Member meeting highlights challenges and opportunities for implementing Agenda 2030 | My new site
A bridge over rushing water. A red wooden house and a small mountain in the background.
We need more bridges over troubled waters, not walls that divide us was the common message from the speakers at the last membership meeting.
Photo: Tobias Tullius, Unsplash

Member meeting highlights challenges and opportunities for implementing Agenda 2030


On June 4, SDSN Northern Europe hosted an insightful online member meeting focused on the challenges and opportunities in implementing the UN Agenda 2030 across the Nordic countries. The event featured expert presentations and discussions on promoting sustainable development amidst increasing societal polarization.
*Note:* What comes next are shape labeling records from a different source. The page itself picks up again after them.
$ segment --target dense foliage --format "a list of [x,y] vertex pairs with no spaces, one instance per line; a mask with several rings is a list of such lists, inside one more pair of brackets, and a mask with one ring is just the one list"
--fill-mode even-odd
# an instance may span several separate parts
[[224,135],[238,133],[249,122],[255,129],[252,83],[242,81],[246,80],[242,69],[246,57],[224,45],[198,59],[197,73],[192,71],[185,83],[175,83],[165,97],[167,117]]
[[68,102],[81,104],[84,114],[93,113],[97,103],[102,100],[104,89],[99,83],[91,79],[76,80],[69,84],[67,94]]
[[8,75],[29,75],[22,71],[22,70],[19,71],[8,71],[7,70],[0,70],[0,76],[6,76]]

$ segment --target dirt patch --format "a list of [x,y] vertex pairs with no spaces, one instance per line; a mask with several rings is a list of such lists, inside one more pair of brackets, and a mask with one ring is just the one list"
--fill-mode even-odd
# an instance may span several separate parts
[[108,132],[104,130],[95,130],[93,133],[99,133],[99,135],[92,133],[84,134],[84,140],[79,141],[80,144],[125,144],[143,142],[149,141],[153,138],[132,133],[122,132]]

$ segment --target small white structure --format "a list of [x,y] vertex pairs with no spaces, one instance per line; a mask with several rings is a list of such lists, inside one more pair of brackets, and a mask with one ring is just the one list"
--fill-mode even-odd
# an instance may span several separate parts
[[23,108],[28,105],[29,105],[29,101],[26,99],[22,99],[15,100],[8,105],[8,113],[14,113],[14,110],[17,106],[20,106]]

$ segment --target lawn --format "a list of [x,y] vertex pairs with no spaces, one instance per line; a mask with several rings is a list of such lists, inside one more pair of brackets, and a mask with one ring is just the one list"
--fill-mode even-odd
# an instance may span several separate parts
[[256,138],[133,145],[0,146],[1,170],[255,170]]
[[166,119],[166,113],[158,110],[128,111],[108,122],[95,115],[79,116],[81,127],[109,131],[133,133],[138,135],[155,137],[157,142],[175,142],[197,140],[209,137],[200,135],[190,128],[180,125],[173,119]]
Localizing Agenda 2030 in the Nordics

Åsa Ström Hildestrand, Senior Manager at Nordregio, opened the session by sharing insights from the upcoming Nordic Voluntary Sub-National Review (VSR). She emphasized that while the Nordic countries lead in implementing the SDGs, significant challenges remain.

The review, based on interviews and surveys, highlighted that a majority of municipalities in Sweden and Norway have integrated Agenda 2030 into their governance frameworks. Key priorities identified include SDGs 3 (Good Health and Well-being), 4 (Quality Education), 11 (Sustainable Cities and Communities), and 13 (Climate Action).

The review also highlighted that while many municipalities have started working towards the SDGs, significant efforts are still needed to fully implement them at the local level.

The Nordic VSR will be presented in a side-event to the High-level Political Forum on Sustainable Development (HLPF) on the 9th of July.

Åsa also introduced the ‘Nordic Toolbox,’ a resource highlighting best practices for local SDG implementation. We will publish a link to it when it is official.

Negative and positive narratives of the SDGs

Maria Cortes-Puch, Vice President of Networks at the global UN SDSN, discussed the impact of polarization, misrepresentations, and conspiracies on the implementation of the SDGs.

She noted that negative narratives and fake news are increasingly dominating public discourse, portraying the SDGs as an elitist agenda. Maria stressed the importance of clear and engaging communication to counter these narratives and the role of universities in promoting evidence-based discussions.

She called for innovative approaches, such as citizen assemblies, to engage the public and make the SDGs more relevant to their daily lives.

Coordinating Sweden’s sustainability transformation

Gabriel Wikström, former National Coordinator for Agenda 2030 in Sweden, addressed the challenges and opportunities in coordinating Sweden's sustainability efforts.

He highlighted that the political landscape has shifted, leading to decreased national support and resources for the SDGs. Despite these challenges, local governments and academia continue to play a crucial role in sustaining SDG momentum.

Gabriel noted that many local actors view Agenda 2030 as a valuable tool for addressing multi-sectorial challenges and emphasized the potential of grassroots organizations and academia to form strong alliances in upholding the SDG agenda.

Interactive Q&A and discussions

The meeting featured an interactive Q&A session where participants discussed the impact of social media-driven far-right populism on the UN Agenda 2030 debate. They highlighted the need for increased public engagement and the role of citizen assemblies in reinforcing sustainability knowledge.

The meeting concluded with Martin Eriksson, Network Manager of SDSN Northern Europe, providing news and updates from the secretariat.